The telco’s study of more than 400 businesses and 2,000 employees comes a year after its high profile flexible working pilot, which asked that its entire staff to work from home for one day in preparation for disruption that may have occurred during the London Olympic Games.
For example, the research found that 77 percent of employers believe that flexible working is actively encouraged across their organisation, but just 19 percent of staff say that their company encourages them to work flexibly.
Similarly, 56 percent of employers state that they have a clear flexible working policy in place, versus just 30 percent of employees who agree.
Also, some 70 percent of managers say that they try to set an example by frequently working from home or changing their working hours, but only 18 percent of employees agree that this is the case.
It appears that technology to enable flexible working is also a sticking point for employees, where just one third said that they were provided with the tools to enable them to work remotely. However, 54 percent of employers believe that the correct technology is provided.
The research also stated that 30 percent more men than women work outside the usual nine to five.
“Just six months since Britain’s biggest flexible working opportunity, the Olympics, it’s shocking that less than one fifth of people feel they are encouraged to work flexibly,” said O2 Business Director, Ben Dowd.
“Businesses must sit up and take notice of this critical evolution in employee behaviour and create a business culture equipped to support it. Talking about it simply isn’t enough. To create a truly flexible working culture, actions speak louder than words.”
The O2 study found that three quarters of employees believe they are most productive when they can change when and where they work, and one in ten even rate flexi-working as a more important benefit than their holiday allowance and salary.
O2’s working from home experiment found that 88 percent of its staff are just as productive working remotely, whilst one-third claimed that they actually got more work done when they weren’t in the office.
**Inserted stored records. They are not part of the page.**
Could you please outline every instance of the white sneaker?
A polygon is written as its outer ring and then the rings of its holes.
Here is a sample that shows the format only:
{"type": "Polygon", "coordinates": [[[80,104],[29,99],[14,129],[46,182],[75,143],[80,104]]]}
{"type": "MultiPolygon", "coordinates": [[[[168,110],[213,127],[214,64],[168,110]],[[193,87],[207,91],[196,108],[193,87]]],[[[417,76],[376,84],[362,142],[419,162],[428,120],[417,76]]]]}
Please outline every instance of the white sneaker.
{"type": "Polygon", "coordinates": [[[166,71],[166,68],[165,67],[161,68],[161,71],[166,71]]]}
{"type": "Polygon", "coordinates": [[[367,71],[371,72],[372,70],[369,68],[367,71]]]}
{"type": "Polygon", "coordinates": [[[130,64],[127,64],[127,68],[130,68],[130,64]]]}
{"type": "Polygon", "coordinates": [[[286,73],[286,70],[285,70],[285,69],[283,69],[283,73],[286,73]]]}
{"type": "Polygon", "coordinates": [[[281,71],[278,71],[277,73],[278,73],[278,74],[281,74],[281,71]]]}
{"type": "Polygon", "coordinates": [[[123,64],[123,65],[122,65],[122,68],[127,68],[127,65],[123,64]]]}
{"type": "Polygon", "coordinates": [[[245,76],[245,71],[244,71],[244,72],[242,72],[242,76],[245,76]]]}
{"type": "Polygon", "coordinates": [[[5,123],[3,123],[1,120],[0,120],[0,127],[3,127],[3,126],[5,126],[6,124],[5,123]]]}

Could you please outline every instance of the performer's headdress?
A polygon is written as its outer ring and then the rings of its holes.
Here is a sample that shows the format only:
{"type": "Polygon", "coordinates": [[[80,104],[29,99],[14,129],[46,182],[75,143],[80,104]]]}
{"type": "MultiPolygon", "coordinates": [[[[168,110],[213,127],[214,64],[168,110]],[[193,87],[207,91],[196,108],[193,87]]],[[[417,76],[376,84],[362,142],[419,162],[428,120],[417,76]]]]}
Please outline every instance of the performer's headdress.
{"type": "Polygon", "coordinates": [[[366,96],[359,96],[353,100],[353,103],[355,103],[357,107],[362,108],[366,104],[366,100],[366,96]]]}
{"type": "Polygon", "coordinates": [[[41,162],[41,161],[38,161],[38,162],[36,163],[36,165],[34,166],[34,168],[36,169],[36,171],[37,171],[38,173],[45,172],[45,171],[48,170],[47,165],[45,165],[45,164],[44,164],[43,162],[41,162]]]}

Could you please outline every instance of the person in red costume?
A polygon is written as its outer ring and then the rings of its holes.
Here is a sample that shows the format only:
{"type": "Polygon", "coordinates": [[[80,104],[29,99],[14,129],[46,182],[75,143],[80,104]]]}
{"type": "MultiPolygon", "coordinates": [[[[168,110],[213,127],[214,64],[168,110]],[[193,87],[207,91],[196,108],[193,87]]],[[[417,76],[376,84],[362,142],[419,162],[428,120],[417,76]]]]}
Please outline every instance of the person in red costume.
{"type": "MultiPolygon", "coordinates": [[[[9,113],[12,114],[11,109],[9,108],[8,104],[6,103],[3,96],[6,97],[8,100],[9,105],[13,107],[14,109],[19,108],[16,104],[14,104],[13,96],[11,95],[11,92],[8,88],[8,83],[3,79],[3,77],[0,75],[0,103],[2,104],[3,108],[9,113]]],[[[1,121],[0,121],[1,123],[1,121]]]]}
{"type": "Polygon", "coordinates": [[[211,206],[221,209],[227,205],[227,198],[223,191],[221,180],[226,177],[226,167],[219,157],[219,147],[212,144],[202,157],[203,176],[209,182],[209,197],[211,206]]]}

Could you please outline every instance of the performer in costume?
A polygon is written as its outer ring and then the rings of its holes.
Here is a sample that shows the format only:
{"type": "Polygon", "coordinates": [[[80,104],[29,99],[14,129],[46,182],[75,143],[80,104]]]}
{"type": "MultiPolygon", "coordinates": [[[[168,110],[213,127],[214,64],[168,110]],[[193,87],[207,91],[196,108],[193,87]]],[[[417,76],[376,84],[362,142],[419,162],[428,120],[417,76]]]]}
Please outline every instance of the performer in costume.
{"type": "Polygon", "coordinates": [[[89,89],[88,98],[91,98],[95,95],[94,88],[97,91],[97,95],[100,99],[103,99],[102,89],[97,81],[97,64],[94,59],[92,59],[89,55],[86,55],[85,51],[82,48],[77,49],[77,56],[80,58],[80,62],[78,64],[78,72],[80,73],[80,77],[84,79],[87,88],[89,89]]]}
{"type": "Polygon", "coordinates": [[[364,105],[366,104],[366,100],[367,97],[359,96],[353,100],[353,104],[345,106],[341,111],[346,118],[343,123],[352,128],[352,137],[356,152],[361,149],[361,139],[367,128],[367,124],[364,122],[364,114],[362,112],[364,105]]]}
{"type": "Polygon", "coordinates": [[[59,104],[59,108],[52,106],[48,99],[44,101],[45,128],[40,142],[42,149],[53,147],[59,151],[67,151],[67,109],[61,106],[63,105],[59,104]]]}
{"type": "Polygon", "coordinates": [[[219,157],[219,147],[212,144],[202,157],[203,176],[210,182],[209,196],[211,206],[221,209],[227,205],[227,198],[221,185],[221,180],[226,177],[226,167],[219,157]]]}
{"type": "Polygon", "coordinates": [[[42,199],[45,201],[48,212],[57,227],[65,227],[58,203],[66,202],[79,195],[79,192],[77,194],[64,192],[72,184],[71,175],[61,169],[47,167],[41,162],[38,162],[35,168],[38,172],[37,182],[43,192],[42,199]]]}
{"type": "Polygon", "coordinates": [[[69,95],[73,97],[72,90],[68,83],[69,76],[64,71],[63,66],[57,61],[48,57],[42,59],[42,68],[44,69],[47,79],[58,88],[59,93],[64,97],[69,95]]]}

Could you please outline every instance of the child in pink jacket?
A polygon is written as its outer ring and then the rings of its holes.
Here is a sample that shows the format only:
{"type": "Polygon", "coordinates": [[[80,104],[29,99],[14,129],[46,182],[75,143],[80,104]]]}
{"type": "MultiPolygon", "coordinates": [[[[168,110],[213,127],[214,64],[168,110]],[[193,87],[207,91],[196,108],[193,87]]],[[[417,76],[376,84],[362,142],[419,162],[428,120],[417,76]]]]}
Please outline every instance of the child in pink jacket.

Some 3,000 employees based at O2’s head office in Slough took part in a pilot that required them to work from home for one day.
In preparation, O2 upgraded its virtual private network (VPN) as well as its network infrastructure, which saw a 155 percent increase in users on the day, and a 110 percent increase in VPN data sent across the network.
The company automatically redirected traffic between servers in the north and south of its offices to ensure that the load was spread efficiently and that there were no local bottlenecks.
Since the pilot, 85 percent of O2 employees say they will keep flexi-working and 40 percent of employees now flexi-work more than once a week.